Intelligence is not a perfect predictor of success. It is good, but not as strong as one would think if it were the biggest factor. In fact, the college experience fails many students because it does not teach the kinds of skills that are really predictive of success, skills of courage, compassion, optimism, and connection.

We now know that talent and intelligence are not good predictors of success, but we also know that focused practice, informed by excellent coaching, is. Students who were to learn to practice and work hard, who were to learn how to learn from mentors and coaches would succeed far beyond what would be predicted by their IQ scores. Personality factors of persistence and diligence, of social connection, compassion, and caring about others, habits of thinking optimistically about the future, these will be much more helpful than solving quadratic equations or grasping the thrust of western civilization. They will be infinitely more helpful than classes on diversity.
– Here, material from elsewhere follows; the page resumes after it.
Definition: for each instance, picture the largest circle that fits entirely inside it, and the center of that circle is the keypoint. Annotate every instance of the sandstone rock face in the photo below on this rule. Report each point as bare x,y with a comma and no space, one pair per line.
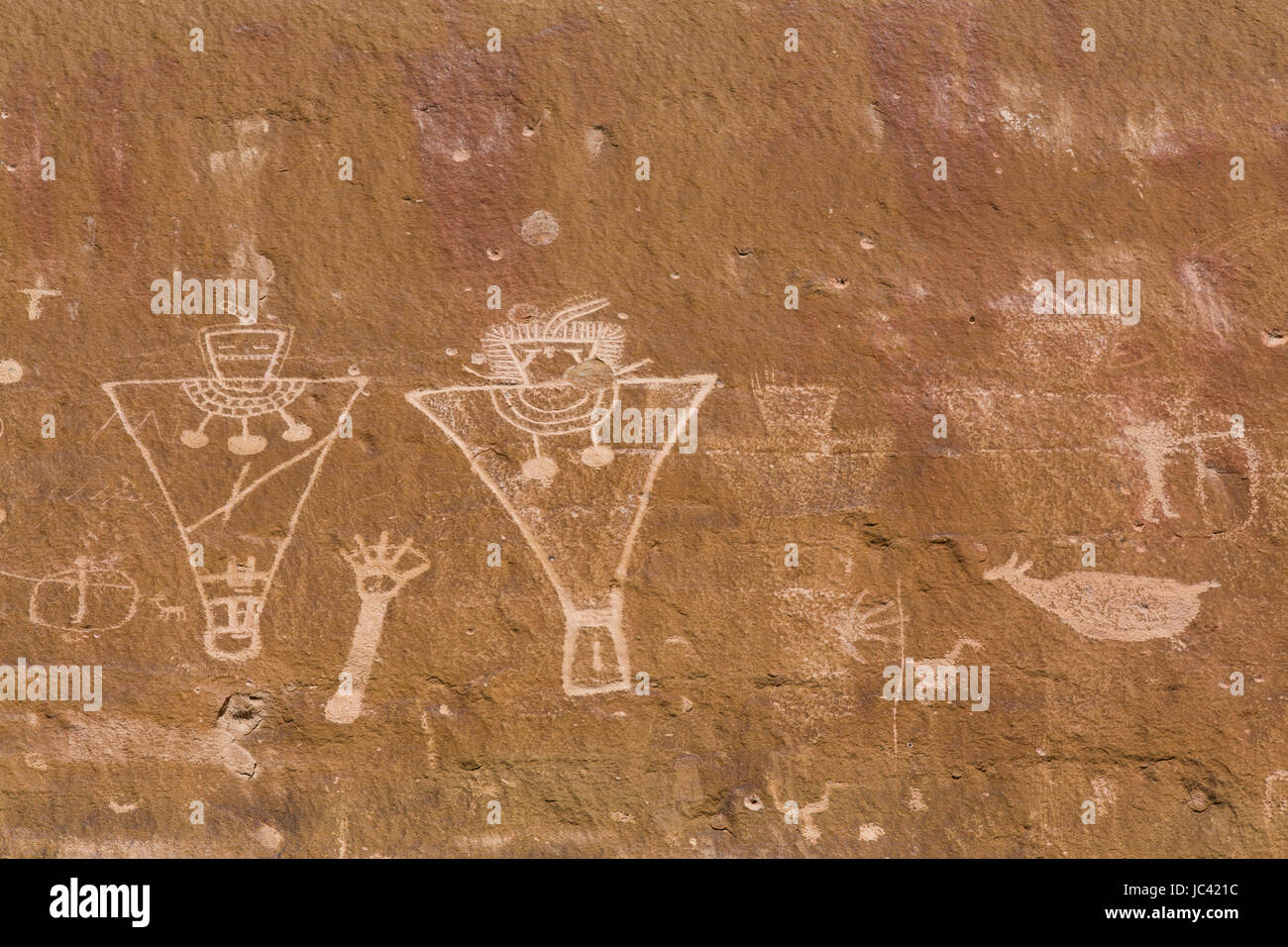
643,429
Yet the latter are required and the former are left untouched.

That means something basic and true, that each individual, regardless of “talent” or “intelligence” is completely in charge of her or his education. It means that education is for character, and the notion that somehow a liberal arts education of history, philosophy, and science will somehow convey character is utterly false. It has been known to be false for many years, ever since Paul Johnson began piercing those bubbles, and notwithstanding the Academy’s stubborn loyalty to it, continues to be a dead end.

The good news is that researchers like K. Anders Eriksen and Marty Seligman are showing the power of character and defining it as a learnable set of skills. While one might say it is time academic education changed to conform, it will not happen. Instead, we outside of education can teach this to our children and grandchildren. The bad news, that college doesn’t prepare one for success, is complimented by the good news that parents can master the components of success and teach them to their children.

Here are specific tools that one can teach the children. First, learn to disagree intelligently, learnt to test basic assumptions, and learn to direct emotion from the intellect. The frontal lobes much dominate the limbic system.

Second, people matter, and children are quite capable of learning compassion and empathy for others and practicing it under difficult circumstances, that is, when others don’t deserve empathy.

Third, hope matters. The habit of seeing the future as full of potential and success is one that will keep our children moving forward when external circumstances tell them to give up and be passive.

Academics will scoff at these simple observations because they sound trite and old-fashioned. Don’t they seem rather like the faith, hope and charity enjoined by biblical teachings? Yes, they are very much like ancient wisdom, and because of that, they are time-tested and sturdy. The fact that contemporary psychological research supports them simply means it took contemporary psychological research a good deal of time to come to its senses.